Respecting tradition while embracing innovation: Head and neck cancer surgeon strives to provide holistic care

January 31, 2023
a surgeon in blue scrubs poses in an empty operating room
Dr. Alexandra Kejner said she enjoys working at an academic medical center where she is surrounded by people who are passionate about learning, research and teaching. Photos by Clif Rhodes

Alexandra Kejner, M.D., radiates wonderment when she talks about head and neck anatomy.

“I think some of the most beautiful anatomy is in the head and neck. It is just gorgeous. You look at the picture in the textbook, and it actually does look like that in the neck,” she explained.

Even better than simply observing the anatomy is being able to help head and neck cancer patients by using tissue from elsewhere in the body to reconstruct parts of the head and neck that had to be removed along with the cancer, a technique called free-flap surgery.

“Free flaps are just amazing. It almost defies logic that you’re taking this big piece of tissue, and you're relying on a single artery and a single vein to feed that tissue to make it live,” she said. “And it's like a little miracle every time it happens. It's beautiful.”

Kejner is an otorhinolaryngologist – an ear, nose and throat doctor – who cares for head and neck cancer patients. She joined MUSC Health in September. Unlike many newcomers to Charleston, she didn’t cite the location as one of the draws, despite its overwhelming beauty and culture. Rather, she said she was drawn to MUSC Hollings Cancer Center and MUSC Health by the people who work here and by the mission of furthering cancer care throughout South Carolina.

Although her specialty is surgery, Kejner thinks it’s important to consider more than the surgery itself when caring for patients. She likes that cancer providers tend to build lifelong relationships with patients. She was inspired, as a resident, to see a patient returning 20 years after his treatment, just to say “hi.”

“One of the things that is really important to me is that when we get people in to treat them for cancer, we're treating the whole person,” she said. “So not just, ‘There's a tumor; we will fix it.’ But also looking at other underlying issues that have come into play and that have gotten us to this point, so looking at things like nutrition, smoking cessation and even genetics.”

a surgeon in blue scrubs holds a robotic surgery instrument 
Dr. Kejner said she has a love of gadgets. Head and neck cancer surgery, which combines interdisciplinary care, ongoing relationships with patients and high-tech gadgetry, like the robotic arm that she is holding, to perform delicate surgeries, is a great fit for her interests.

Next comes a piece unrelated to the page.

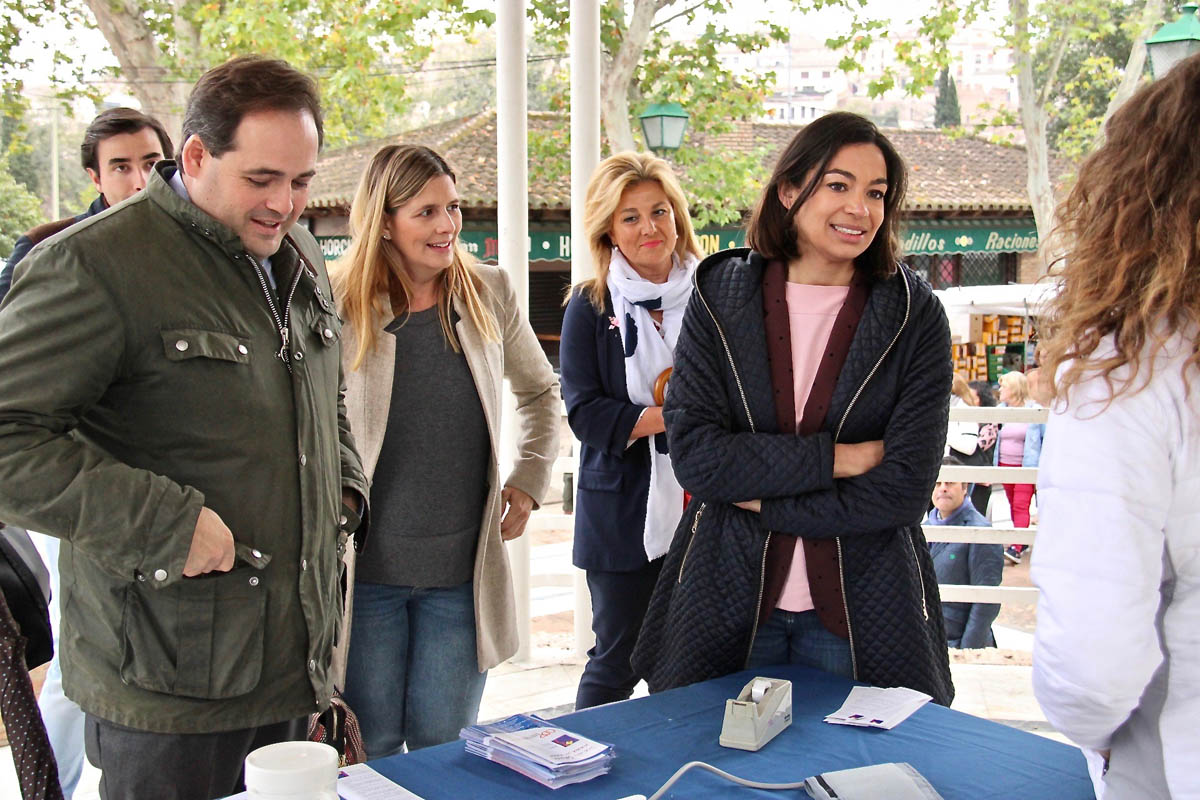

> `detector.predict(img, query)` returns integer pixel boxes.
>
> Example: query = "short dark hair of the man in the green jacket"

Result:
[184,55,325,157]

Cancer care is multidisciplinary, and that’s especially true for head and neck cancer, where doctors collaborate with speech language pathologists, physical and occupational therapists, social workers, nutritionists and more.

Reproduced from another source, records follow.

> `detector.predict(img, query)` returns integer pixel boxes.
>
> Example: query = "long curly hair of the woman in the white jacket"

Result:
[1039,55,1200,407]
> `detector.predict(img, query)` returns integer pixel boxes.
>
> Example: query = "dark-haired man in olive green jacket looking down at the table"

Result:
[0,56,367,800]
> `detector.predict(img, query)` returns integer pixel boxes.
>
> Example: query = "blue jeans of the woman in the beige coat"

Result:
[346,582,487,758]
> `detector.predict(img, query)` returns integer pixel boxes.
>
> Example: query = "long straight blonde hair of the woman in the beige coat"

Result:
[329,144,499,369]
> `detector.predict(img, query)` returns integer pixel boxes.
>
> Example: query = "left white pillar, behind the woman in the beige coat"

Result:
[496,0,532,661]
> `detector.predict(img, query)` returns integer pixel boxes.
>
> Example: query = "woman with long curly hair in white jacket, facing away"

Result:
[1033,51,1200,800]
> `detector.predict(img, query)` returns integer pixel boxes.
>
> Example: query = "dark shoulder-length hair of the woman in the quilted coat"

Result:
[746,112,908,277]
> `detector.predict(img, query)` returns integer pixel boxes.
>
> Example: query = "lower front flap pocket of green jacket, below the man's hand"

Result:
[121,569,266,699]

Head and neck cancer patients, in particular, are more likely to have mental health struggles after treatment, which can radically change their appearance or control over muscles for swallowing and talking. Kejner said one of her goals is to get patients “as close to their baseline as we can,” so that they feel comfortable going out in public and participating in social activities.

To that end, she’s always interested in advancing treatments and innovations in care – even if those innovations involve new medicines and medical treatment, rather than surgical intervention.

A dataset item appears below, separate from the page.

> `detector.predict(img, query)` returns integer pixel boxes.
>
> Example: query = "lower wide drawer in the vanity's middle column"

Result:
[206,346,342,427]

“One of my favorite sayings is ‘Respect tradition but embrace innovation,’” she said. “So you realize the lessons and techniques that we have had for years and marry those with advances in technology and the cutting edge of science. Research is probably one of the most important aspects in cancer care because that's how we push the envelope. That's how we figure out better ways to take care of people and get them back on their feet, get them back out to be with their families and to enjoy life again.”

Kejner’s past research has delved into health disparities and outcomes in larynx cancer patients. She’s also involved in a clinical trial studying a therapeutic vaccine in combination with immunotherapy.

For all of those reasons, she likes being at an NCI-designated cancer center housed within an academic medical center.

“At academic centers, you tend to attract people who are really passionate about learning and research and teaching,” she said. “I think it's the innovation that's available when you have academics coming together.”

“We're big dorks,” she laughed. “We get really excited about these things, you know. We text each other about papers.”